Heads, 2016, (oil on canvas)

This image of multiple heads, shaven and viewed from the back, brings together elements common to much of Lihum's work from the 1990s onwards. The strong colours and golden look suggest some of the optimism of other works he produced during the late 1990s that included figures and flowers against strongly coloured skies, or the gold and orange swimmer paintings of the same period.


Porcelain:

Lijum's first artistic training was in ceramics. He went on to specialise in printmaking alongside painting and drawing, and has recently returned to making ceramics.



Porcelain, 2023

Lijun is interested in exploring the limits of the porcelain, and in this work he has created an exceptionally thin, delicate piece constructed around a matrix that burnt away in the kiln. 


In the centre is embedded a modelled head, the subject that has featured in his works on paper throughout his life.



Porcelain, 2023

This structure is the result of several thousand experiments in small pieces, shown below.  Part of its stability relative to other works comes from the use of a slightly thicker porcelain layer. The head embedded in the centre continues the use of the image that runs through his work from the 1980s onwards.






Porcelain is fragile, and Lijun is interested in discovering how thinly it can be made. He is interested in the fact that although succerssful production depends on the preparation of materials and control of the kiln, it is also the case that, in his own words, 'the final outcome depends on the interactive relationship between clay, glaze, water, temperature, weight and air'. It is this unpredictability that he uses as a creative starting point, testing the properties of the material in different constructions and various conditions.

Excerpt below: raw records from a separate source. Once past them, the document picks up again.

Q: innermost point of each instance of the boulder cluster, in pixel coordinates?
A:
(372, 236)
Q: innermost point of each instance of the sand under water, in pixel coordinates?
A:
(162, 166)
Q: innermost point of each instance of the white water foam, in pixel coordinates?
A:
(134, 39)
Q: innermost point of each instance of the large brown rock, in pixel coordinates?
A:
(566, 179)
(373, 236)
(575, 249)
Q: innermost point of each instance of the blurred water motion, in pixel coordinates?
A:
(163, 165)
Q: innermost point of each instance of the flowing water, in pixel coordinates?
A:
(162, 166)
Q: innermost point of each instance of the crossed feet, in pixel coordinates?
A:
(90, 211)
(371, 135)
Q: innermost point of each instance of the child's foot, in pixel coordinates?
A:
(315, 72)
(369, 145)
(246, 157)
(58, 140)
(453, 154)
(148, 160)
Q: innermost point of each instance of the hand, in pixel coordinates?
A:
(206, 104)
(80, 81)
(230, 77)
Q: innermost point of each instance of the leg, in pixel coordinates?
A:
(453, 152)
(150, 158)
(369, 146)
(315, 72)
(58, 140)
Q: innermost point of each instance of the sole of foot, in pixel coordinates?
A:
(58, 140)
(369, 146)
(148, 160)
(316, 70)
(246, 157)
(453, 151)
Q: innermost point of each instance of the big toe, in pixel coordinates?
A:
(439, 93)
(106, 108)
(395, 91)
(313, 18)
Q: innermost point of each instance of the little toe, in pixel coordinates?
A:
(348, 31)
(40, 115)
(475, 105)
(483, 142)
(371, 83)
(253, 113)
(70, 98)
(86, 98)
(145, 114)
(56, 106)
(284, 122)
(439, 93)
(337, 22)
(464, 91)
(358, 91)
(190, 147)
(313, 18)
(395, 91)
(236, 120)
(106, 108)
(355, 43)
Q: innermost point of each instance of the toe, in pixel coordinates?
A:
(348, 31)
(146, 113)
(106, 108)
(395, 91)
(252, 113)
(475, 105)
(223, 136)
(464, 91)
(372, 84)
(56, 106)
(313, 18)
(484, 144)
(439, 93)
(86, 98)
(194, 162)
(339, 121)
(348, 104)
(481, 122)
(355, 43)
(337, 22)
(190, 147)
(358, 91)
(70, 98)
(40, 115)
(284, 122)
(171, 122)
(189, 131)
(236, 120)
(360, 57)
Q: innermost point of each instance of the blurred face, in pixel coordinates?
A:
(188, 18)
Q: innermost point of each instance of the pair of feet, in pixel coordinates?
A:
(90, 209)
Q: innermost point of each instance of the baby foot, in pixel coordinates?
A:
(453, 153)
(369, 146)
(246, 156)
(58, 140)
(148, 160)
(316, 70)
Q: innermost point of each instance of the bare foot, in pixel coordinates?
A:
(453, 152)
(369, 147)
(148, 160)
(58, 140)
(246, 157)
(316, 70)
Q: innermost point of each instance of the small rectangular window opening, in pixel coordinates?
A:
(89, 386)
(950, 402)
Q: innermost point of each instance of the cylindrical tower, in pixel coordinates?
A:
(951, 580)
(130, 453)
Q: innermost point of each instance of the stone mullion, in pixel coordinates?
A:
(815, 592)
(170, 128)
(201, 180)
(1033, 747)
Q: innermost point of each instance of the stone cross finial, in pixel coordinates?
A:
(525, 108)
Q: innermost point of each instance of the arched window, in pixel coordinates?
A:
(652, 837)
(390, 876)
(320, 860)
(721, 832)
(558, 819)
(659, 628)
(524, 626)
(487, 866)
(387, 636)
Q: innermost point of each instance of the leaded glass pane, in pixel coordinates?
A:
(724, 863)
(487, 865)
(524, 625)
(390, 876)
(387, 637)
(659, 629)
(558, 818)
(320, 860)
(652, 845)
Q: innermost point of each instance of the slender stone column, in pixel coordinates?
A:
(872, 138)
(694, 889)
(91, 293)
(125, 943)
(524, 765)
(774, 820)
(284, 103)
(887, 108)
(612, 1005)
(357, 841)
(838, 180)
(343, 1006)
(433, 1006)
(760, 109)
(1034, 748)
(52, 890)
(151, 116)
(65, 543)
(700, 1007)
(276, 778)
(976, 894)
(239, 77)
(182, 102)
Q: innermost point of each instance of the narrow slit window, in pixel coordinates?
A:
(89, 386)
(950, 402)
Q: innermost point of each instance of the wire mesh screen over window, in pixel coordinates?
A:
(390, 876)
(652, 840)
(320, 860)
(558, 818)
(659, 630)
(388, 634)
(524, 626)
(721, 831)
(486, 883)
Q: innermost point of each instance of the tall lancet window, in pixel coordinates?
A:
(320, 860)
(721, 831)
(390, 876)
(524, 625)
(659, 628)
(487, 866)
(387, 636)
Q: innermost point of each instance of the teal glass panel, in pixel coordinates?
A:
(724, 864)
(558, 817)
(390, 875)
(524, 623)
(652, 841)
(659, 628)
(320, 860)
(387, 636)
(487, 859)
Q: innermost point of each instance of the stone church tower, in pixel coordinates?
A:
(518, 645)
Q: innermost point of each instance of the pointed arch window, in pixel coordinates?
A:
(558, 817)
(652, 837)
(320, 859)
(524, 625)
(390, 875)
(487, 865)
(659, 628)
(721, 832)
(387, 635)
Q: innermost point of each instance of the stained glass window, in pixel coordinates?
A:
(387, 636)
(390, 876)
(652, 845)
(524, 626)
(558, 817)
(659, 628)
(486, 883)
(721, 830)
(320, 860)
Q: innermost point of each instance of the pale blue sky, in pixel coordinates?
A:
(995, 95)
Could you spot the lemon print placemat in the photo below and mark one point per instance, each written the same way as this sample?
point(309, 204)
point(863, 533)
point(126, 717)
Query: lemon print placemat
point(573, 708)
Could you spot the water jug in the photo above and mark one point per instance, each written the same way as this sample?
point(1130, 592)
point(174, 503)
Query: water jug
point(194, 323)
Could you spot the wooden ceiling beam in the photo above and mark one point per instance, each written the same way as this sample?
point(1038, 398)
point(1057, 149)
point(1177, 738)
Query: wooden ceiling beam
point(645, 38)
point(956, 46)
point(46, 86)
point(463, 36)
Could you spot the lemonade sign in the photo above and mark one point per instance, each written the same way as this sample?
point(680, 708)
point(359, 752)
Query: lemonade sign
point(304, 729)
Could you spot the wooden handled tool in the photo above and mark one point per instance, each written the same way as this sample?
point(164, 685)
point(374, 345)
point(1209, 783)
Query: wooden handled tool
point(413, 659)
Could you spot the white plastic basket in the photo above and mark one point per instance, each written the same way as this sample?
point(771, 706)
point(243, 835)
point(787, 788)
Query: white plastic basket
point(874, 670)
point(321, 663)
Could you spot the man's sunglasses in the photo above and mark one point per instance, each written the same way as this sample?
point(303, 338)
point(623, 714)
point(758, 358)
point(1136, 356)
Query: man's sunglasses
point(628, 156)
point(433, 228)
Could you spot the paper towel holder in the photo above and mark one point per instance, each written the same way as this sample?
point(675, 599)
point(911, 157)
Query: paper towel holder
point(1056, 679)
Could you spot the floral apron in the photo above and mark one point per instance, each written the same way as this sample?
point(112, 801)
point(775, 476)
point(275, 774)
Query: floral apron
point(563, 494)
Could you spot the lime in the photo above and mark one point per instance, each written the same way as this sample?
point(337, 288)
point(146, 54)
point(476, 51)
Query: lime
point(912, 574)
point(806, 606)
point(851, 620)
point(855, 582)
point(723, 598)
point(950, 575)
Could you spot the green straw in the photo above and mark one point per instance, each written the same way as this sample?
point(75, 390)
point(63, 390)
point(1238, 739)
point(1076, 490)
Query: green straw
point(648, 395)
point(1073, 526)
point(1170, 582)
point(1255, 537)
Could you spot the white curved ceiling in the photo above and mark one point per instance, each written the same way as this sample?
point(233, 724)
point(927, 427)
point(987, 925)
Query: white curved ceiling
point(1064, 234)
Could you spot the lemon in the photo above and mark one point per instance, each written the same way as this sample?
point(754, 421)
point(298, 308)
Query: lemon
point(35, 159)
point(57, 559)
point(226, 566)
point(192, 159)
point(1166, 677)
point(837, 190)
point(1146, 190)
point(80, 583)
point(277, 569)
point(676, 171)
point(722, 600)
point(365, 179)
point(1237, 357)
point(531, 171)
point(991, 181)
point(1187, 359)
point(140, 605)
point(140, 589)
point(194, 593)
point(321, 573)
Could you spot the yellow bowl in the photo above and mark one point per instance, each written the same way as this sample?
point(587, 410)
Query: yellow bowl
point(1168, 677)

The objects displayed here were all produced to test materials and techniques for making viable sculptural pieces. The materials include wire and paper, both of which were used for constructing an internal matrix to support the porcelain.









This piece shows the risks of pieces slumping in the kiln that frequently affects even much sturdier, commercial porcelains.


Portrait Drawings, 2018-2023, (ink and colour on paper):

The subjects of these drawings are all people the artist knows.